Am 16. Oktober in den frühen Morgenstunden wurden unsere ehemaligen Staatsmänner hingerichtet, auf uneh­renhafte Weise durch den Strang. Göring hat sich vorher vergiftet, es muss ihm jemand eine Zyankalikapsel in die Zelle geschmuggelt haben. Seine Asche soll in alle Win­de zerstreut werden. Wenn die schrecklichen Vorwürfe stimmen, die wir täglich im Radio hören, vom Sender der Militärregierung ausgestrahlt, über Auschwitz, Buchen­wald, Dachau, dann müssen die Verantwortlichen büßen. Das Ganze ist grauenhaft und unvorstellbar. Doch Tote durch Tod vergelten? Und warum die Asche in alle Winde verstreuen? Diese Gedanken äußerte ich am 16. Oktober beim Mittagessen mit den Schwestern. Heute Abend, als ich die Kinder nach Hause entließ, stand vor dem Ein­gang zum Kindergarten ein etwa vierzig Jahre alter, hochgewachsener, hagerer Mann, mit strengen Ge­sichtszügen: „Sind Sie Erika Probst?“ – „Ja, um was geht es bitte?“ Ich denke zuerst, er ist der Vater eines Kinder­gartenkindes, aber da täusche ich mich. In barschem Ton fordert er: „Lassen Sie mich rein!“ Sonderbar! Und nun legt der Fremde los: „Ihr Vater ist ein Nazi und Ihr Bruder befindet sich im KZ Hammelburg! “

„Moment, was sagen Sie da?
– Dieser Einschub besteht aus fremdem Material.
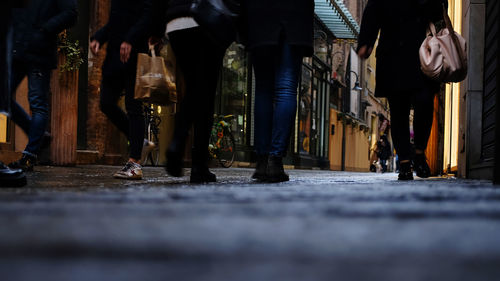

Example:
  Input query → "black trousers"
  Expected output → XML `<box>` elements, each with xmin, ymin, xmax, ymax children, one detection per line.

<box><xmin>388</xmin><ymin>87</ymin><xmax>435</xmax><ymax>161</ymax></box>
<box><xmin>168</xmin><ymin>28</ymin><xmax>225</xmax><ymax>167</ymax></box>
<box><xmin>100</xmin><ymin>74</ymin><xmax>144</xmax><ymax>160</ymax></box>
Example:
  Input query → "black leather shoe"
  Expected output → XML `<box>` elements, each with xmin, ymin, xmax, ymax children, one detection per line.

<box><xmin>398</xmin><ymin>162</ymin><xmax>414</xmax><ymax>181</ymax></box>
<box><xmin>414</xmin><ymin>153</ymin><xmax>431</xmax><ymax>178</ymax></box>
<box><xmin>0</xmin><ymin>162</ymin><xmax>27</xmax><ymax>187</ymax></box>
<box><xmin>8</xmin><ymin>154</ymin><xmax>36</xmax><ymax>172</ymax></box>
<box><xmin>190</xmin><ymin>166</ymin><xmax>216</xmax><ymax>183</ymax></box>
<box><xmin>252</xmin><ymin>154</ymin><xmax>268</xmax><ymax>181</ymax></box>
<box><xmin>267</xmin><ymin>155</ymin><xmax>289</xmax><ymax>183</ymax></box>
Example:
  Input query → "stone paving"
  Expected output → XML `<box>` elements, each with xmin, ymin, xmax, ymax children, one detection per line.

<box><xmin>1</xmin><ymin>166</ymin><xmax>500</xmax><ymax>281</ymax></box>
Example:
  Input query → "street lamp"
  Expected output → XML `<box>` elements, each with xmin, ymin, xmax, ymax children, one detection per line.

<box><xmin>350</xmin><ymin>71</ymin><xmax>363</xmax><ymax>92</ymax></box>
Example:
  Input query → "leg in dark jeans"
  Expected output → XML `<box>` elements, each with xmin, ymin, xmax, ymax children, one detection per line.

<box><xmin>252</xmin><ymin>42</ymin><xmax>302</xmax><ymax>182</ymax></box>
<box><xmin>413</xmin><ymin>87</ymin><xmax>435</xmax><ymax>153</ymax></box>
<box><xmin>252</xmin><ymin>43</ymin><xmax>302</xmax><ymax>157</ymax></box>
<box><xmin>100</xmin><ymin>74</ymin><xmax>144</xmax><ymax>160</ymax></box>
<box><xmin>10</xmin><ymin>61</ymin><xmax>50</xmax><ymax>157</ymax></box>
<box><xmin>167</xmin><ymin>28</ymin><xmax>225</xmax><ymax>181</ymax></box>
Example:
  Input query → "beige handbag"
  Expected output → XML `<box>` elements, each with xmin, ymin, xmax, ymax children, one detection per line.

<box><xmin>135</xmin><ymin>44</ymin><xmax>177</xmax><ymax>105</ymax></box>
<box><xmin>419</xmin><ymin>5</ymin><xmax>467</xmax><ymax>83</ymax></box>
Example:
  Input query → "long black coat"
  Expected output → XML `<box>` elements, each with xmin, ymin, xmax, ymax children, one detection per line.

<box><xmin>357</xmin><ymin>0</ymin><xmax>447</xmax><ymax>97</ymax></box>
<box><xmin>241</xmin><ymin>0</ymin><xmax>314</xmax><ymax>56</ymax></box>
<box><xmin>11</xmin><ymin>0</ymin><xmax>78</xmax><ymax>69</ymax></box>
<box><xmin>92</xmin><ymin>0</ymin><xmax>153</xmax><ymax>77</ymax></box>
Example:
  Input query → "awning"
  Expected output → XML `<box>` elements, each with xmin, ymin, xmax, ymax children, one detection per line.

<box><xmin>314</xmin><ymin>0</ymin><xmax>360</xmax><ymax>40</ymax></box>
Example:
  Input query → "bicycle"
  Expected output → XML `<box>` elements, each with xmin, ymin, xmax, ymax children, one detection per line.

<box><xmin>143</xmin><ymin>104</ymin><xmax>162</xmax><ymax>166</ymax></box>
<box><xmin>209</xmin><ymin>114</ymin><xmax>236</xmax><ymax>168</ymax></box>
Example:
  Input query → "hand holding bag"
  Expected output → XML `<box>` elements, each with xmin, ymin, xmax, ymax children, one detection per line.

<box><xmin>419</xmin><ymin>4</ymin><xmax>467</xmax><ymax>83</ymax></box>
<box><xmin>135</xmin><ymin>44</ymin><xmax>177</xmax><ymax>105</ymax></box>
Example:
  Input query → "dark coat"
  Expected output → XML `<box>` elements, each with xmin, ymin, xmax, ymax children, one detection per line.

<box><xmin>241</xmin><ymin>0</ymin><xmax>314</xmax><ymax>56</ymax></box>
<box><xmin>12</xmin><ymin>0</ymin><xmax>78</xmax><ymax>69</ymax></box>
<box><xmin>357</xmin><ymin>0</ymin><xmax>447</xmax><ymax>97</ymax></box>
<box><xmin>92</xmin><ymin>0</ymin><xmax>153</xmax><ymax>77</ymax></box>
Mein Bruder ist im KZ? Ich dachte, die gab es nur bei den Nazis und außerdem gibt es bei den Amerika­nern auch Sippenhaftung?“ Einen kurzen Moment erscheint Verlegenheit auf seinem Gesicht, die gleich wie­der verschwindet. „Sie haben sich gegen die Todesurteile ausgesprochen und sind dagegen, dass die Asche in alle Winde zerstreut wird!“ – „Ich? Ja, das denke ich auch jetzt noch!“ – „Fräulein Probst, das wird für Sie ernste Konsequenzen haben! Außerdem haben Sie mit den Kindern gesungen ,Wer will unter die Soldaten’, Sie wissen doch ganz genau, dass es in Deutschland nie mehr Soldaten geben wird!“ – „Jetzt muss ich aber lachen!“, werfe ich ein. „Das Lachen wird Ihnen schon noch vergehen!“ Ohne Gruß verlässt der Fremde den Raum.

Todesanzeige 2014

Todesanzeige 2014

Von der Putzfrau des Kindergartens denunziert?
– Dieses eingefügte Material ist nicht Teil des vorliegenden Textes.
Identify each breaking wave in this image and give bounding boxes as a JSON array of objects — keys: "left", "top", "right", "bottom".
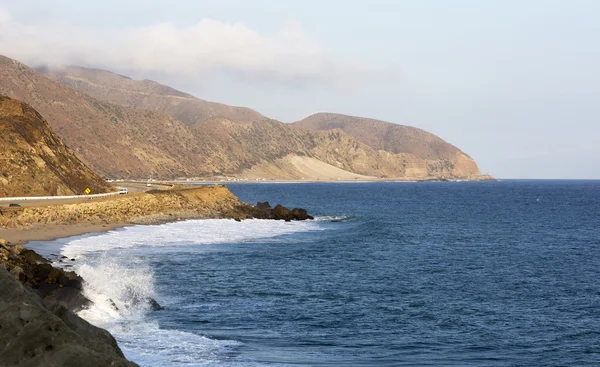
[{"left": 58, "top": 218, "right": 325, "bottom": 366}]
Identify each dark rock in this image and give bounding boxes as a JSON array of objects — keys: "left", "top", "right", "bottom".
[
  {"left": 1, "top": 246, "right": 91, "bottom": 313},
  {"left": 256, "top": 201, "right": 271, "bottom": 210},
  {"left": 0, "top": 268, "right": 139, "bottom": 366},
  {"left": 290, "top": 208, "right": 311, "bottom": 220},
  {"left": 148, "top": 298, "right": 165, "bottom": 311},
  {"left": 122, "top": 286, "right": 164, "bottom": 311},
  {"left": 34, "top": 263, "right": 62, "bottom": 284},
  {"left": 37, "top": 283, "right": 91, "bottom": 312},
  {"left": 109, "top": 299, "right": 119, "bottom": 311},
  {"left": 10, "top": 265, "right": 26, "bottom": 282},
  {"left": 242, "top": 202, "right": 314, "bottom": 221},
  {"left": 8, "top": 253, "right": 19, "bottom": 261},
  {"left": 20, "top": 249, "right": 49, "bottom": 265},
  {"left": 234, "top": 217, "right": 242, "bottom": 222},
  {"left": 272, "top": 204, "right": 292, "bottom": 219}
]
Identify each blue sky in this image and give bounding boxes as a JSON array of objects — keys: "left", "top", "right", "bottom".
[{"left": 1, "top": 0, "right": 599, "bottom": 178}]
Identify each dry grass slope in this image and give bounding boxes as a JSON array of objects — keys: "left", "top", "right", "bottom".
[
  {"left": 294, "top": 113, "right": 483, "bottom": 178},
  {"left": 0, "top": 55, "right": 488, "bottom": 180},
  {"left": 0, "top": 96, "right": 111, "bottom": 197},
  {"left": 44, "top": 66, "right": 265, "bottom": 125}
]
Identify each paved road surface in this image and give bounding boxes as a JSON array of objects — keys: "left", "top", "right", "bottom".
[{"left": 0, "top": 182, "right": 161, "bottom": 209}]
Ich bin wie vom Donner gerührt. Erstens, wer von den Schwestern hat mich denunziert und zweitens ist das Kinderlied mindestens aus wilhelminischer Zeit, nein, viel älter. Die Zeile: „Der muss haben ein Gewehr, das muss er mit Pulver laden und mit einer Kugel schwer“ und zuletzt im Refrain: „Pferdchen lauf Galopp“, das deutet doch alles mindestens auf den 1870er-Krieg hin. […] Erregt berichte ich den Schwes­tern, was geschehen ist. „Das kann nur die Putzfrau gewesen sein, die ist Kommunis­tin“, meint Schwester Marie aufgeregt… „Ach Gott, Fräulein, Sie werden doch nicht ins Gefängnis müssen?“, rufen alle durcheinander. „Ich wende mich sofort nach Neuendettelsau, an den Herrn Rektor!“ sagt Schwester Marie. […] Eigenartig, je mehr sich die Diakonissen aufregen, umso ruhiger werde ich. Sollen sie mir doch alle miteinander gestohlen bleiben!